Introduction
‘Mokhyang (MH)’ is a traditional medicine which is effective for the treatment of hypochondria, accumulation-aggregation, diarrhea, intestinal convulsion and dysentery1,2). In The Korean Herbal Pharmacopoeia3), the dried root of Aucklandia lappa Decne (Aucklandiae Radix) and Inula helenium L. (Inulae Radix) are listed as genuine of MH. In Chinese Pharmacopoeia4), besides above two kinds, the dried root of Vladimiria souliei (Franch.) Ling (Vladimiriae Radix) is stated as genuine while that of Aristolochia contorta Bge. (Aristolochiae Radix) is listed as adulterant of MH5).
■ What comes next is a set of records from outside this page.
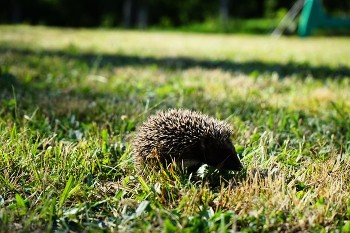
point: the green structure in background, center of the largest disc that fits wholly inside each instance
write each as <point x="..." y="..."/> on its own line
<point x="313" y="16"/>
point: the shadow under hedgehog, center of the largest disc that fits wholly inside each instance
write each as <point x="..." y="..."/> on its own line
<point x="189" y="138"/>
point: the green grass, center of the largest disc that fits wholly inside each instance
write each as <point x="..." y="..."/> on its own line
<point x="70" y="101"/>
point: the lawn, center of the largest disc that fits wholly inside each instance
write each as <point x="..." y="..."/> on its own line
<point x="71" y="99"/>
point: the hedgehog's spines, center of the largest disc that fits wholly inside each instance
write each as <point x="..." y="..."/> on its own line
<point x="179" y="133"/>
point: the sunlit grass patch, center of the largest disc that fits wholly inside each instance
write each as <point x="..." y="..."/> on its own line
<point x="70" y="101"/>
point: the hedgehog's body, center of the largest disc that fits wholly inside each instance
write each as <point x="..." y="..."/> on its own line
<point x="189" y="138"/>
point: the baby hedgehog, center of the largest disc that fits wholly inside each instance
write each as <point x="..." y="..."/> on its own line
<point x="187" y="137"/>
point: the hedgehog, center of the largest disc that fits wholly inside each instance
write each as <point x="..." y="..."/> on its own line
<point x="189" y="138"/>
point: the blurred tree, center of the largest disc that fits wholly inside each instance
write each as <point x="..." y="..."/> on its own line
<point x="127" y="10"/>
<point x="141" y="13"/>
<point x="224" y="11"/>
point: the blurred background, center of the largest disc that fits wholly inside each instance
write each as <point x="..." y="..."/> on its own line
<point x="250" y="16"/>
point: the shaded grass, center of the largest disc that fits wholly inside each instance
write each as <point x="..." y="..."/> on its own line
<point x="67" y="115"/>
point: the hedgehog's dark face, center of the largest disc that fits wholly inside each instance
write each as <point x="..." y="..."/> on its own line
<point x="222" y="156"/>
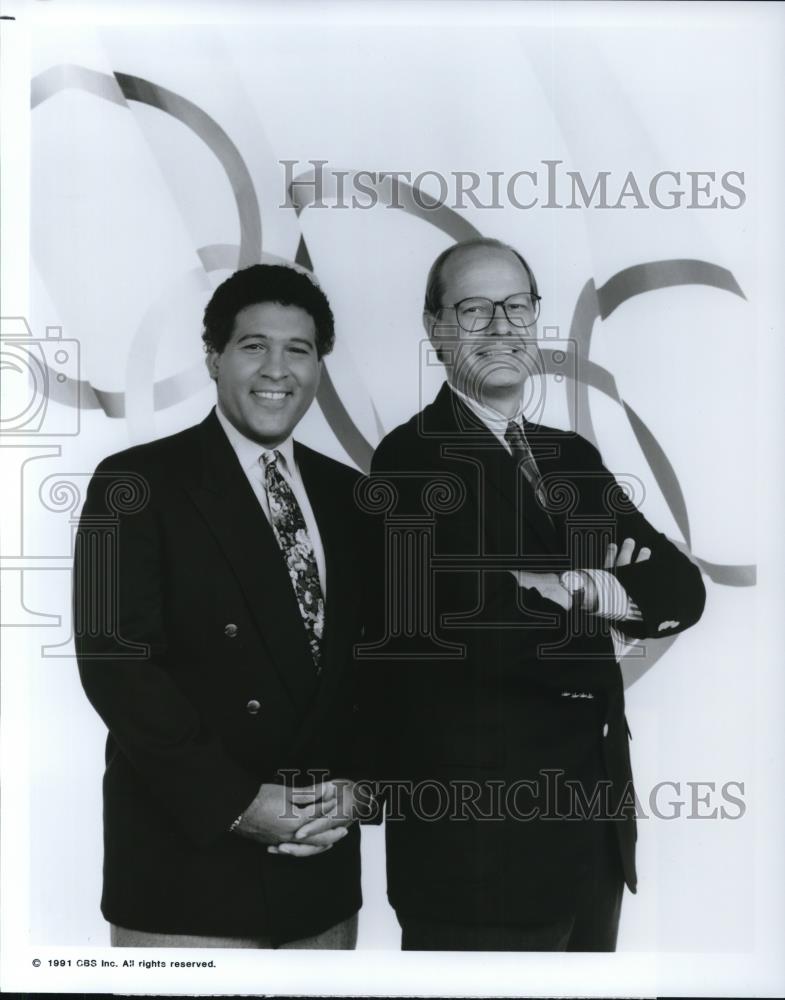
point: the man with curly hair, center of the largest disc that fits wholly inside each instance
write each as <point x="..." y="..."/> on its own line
<point x="216" y="644"/>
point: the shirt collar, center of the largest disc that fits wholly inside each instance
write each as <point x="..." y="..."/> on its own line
<point x="495" y="422"/>
<point x="249" y="452"/>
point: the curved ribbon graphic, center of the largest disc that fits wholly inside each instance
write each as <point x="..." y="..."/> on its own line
<point x="592" y="303"/>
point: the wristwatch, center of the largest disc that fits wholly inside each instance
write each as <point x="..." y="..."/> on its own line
<point x="575" y="584"/>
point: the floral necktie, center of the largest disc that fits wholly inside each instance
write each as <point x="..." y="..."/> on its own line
<point x="295" y="543"/>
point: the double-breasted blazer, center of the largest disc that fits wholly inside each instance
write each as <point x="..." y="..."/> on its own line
<point x="191" y="648"/>
<point x="492" y="688"/>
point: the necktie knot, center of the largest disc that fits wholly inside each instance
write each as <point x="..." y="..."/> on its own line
<point x="514" y="437"/>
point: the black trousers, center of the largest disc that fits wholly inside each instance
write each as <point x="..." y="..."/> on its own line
<point x="591" y="925"/>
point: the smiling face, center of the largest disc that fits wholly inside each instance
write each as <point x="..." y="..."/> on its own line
<point x="492" y="365"/>
<point x="268" y="373"/>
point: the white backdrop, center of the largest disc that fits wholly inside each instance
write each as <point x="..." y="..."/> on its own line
<point x="125" y="197"/>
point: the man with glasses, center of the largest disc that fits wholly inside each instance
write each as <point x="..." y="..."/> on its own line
<point x="497" y="683"/>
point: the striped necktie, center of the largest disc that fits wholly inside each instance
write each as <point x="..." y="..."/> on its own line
<point x="523" y="455"/>
<point x="291" y="533"/>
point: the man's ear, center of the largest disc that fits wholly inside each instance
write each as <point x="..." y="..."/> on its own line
<point x="213" y="362"/>
<point x="429" y="323"/>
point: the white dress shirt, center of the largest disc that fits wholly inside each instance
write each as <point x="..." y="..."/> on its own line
<point x="250" y="455"/>
<point x="613" y="602"/>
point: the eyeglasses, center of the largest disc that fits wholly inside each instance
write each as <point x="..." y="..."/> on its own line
<point x="476" y="313"/>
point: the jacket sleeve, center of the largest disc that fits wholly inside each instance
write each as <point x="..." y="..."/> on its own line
<point x="122" y="650"/>
<point x="668" y="587"/>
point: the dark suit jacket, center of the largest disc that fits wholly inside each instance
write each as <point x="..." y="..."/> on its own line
<point x="191" y="648"/>
<point x="506" y="687"/>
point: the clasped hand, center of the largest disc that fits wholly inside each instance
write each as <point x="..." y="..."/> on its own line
<point x="300" y="821"/>
<point x="549" y="586"/>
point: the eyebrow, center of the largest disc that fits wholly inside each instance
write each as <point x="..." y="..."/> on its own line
<point x="264" y="336"/>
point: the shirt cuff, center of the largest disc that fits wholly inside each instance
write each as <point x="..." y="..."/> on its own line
<point x="613" y="601"/>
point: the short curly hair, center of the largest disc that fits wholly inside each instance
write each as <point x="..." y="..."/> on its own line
<point x="266" y="283"/>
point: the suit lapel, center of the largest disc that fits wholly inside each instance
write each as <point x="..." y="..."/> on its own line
<point x="506" y="482"/>
<point x="222" y="493"/>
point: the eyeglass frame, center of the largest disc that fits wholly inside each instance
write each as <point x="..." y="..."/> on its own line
<point x="536" y="299"/>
Aucklandiae Radix, known as Unmokhyang (Un-MH) in Korean, is called in other names such as ‘Milhyang’, ‘Chungmokhyang (Chung-MH)’ and ‘Ohyang’. Inulae Radix, named Tomokhyang (To-MH) in Korean, is also called various names such as ‘Chung-MH’ and ‘Dokhaengkeun’. Aristolochiae Radix, known as Chung-MH in Korean, has various alternate names such as Maryeongkeun, ‘To-MH’ and ‘Dokhaengkeun’6). Because of this similar herbal names and morphological features, the dried roots of 4 kinds have been confused in use and distribution in market.
Furthermore, Aristolochiae Radix is one of Aristolochia herbs containing aristolochic acid (AA) which causes nephropathy. AA-containing herbs have been a global concern after that the first side effects of slimming regimen derived from Aristolochia kinds was reported in early 1990s7). Subsequently, the Korean Food and Drug Administration (KFDA) has prohibited the medicinal use of Aristolochiae Radix because it shares the same common name, ‘Mokhyang’, with other three kinds5).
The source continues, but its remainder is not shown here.